Environmentalists this week sued to stop the National Nuclear Security Administration from building a plutonium pit plant at the Savannah River Site in Aiken, S.C., alleging violation of environmental law.
The National Nuclear Security Administration (NNSA) should have to reopen the environmental record for the planned Savannah River Plutonium Pit Production Facility (SRPPF) and a federal judge should “ensure that Defendants take no further actions toward proceeding with their plutonium pit production plans” until completing a programmatic environmental impact statement for SRPPF, four groups and one individual wrote in the suit filed in the U.S. District Court for South Carolina.
The plaintiffs are: Savannah River Site Watch of South Carolina; Tom Clements, director of Savannah River Site Watch; The Gullah Geechee Sea Island Coalition, representing the interests of some descendants of enslaved Africans dwelling on the lower Atlantic coast; Nuclear Watch New Mexico of Santa Fe, N.M.; and the Tri-Valley Communities Against a Radioactive Environment, of Livermore, Calif.
The defendants are Secretary of Energy Jennifer Granholm and acting NNSA Administrator Charles Verdon. Pits are the fissile cores of nuclear-weapon primary stages.
Attorneys for the DOE and the NNSA had not filed responses to the complaint at deadline for Nuclear Security & Deterrence Monitor.
The NNSA disclosed this month in congressional testimony that SRPPF would cost up to $11.1 billion to complete by 2035. That is the high end of a cost range developed for the facility’s critical decision 1 review, which the agency officially approved on Monday. The critical decision one top-end is more than twice the cost of an estimate from 2018, with a construction end-date five years later than projected in 2018.
Some of the environmentalists who sued on Tuesday had previously urged the NNSA to complete a programmatic environmental impact statement prior to the critical decision one review. A DOE order requires an environmental review before proceeding to critical decision one on certain projects.
The NNSA has said it satisfied its environmental obligations for SRPPF by conducting a site-specific review about the facility, which examined only the effects of the proposed pit plant on the Savannah River Site itself.

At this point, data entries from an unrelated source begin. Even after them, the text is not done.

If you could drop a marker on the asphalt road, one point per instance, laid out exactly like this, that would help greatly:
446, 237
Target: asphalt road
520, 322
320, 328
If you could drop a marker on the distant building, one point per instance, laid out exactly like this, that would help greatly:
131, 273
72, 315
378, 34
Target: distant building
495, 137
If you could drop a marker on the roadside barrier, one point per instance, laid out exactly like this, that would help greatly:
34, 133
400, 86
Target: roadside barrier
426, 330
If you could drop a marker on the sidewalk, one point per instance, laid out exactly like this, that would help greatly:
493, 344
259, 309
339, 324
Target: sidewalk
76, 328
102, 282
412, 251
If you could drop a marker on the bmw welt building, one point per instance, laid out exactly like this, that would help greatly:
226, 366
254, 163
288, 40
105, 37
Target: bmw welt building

A full programmatic environmental impact statement, which could take years, would include the environmental effects not only at Savannah River, but in each state involved with DOE’s plan to produce at least 80 pits annually, starting in the 2030s, for nuclear-weapon refurbishments as far away as the 2080s or so.
NNSA said it did not need to conduct a programmatic environmental impact statement because it already assessed the effects of a two-state plutonium production complex, most of which are the same as what the agency studied in 2008, when it was considering a one-state pit operation at Los Alamos.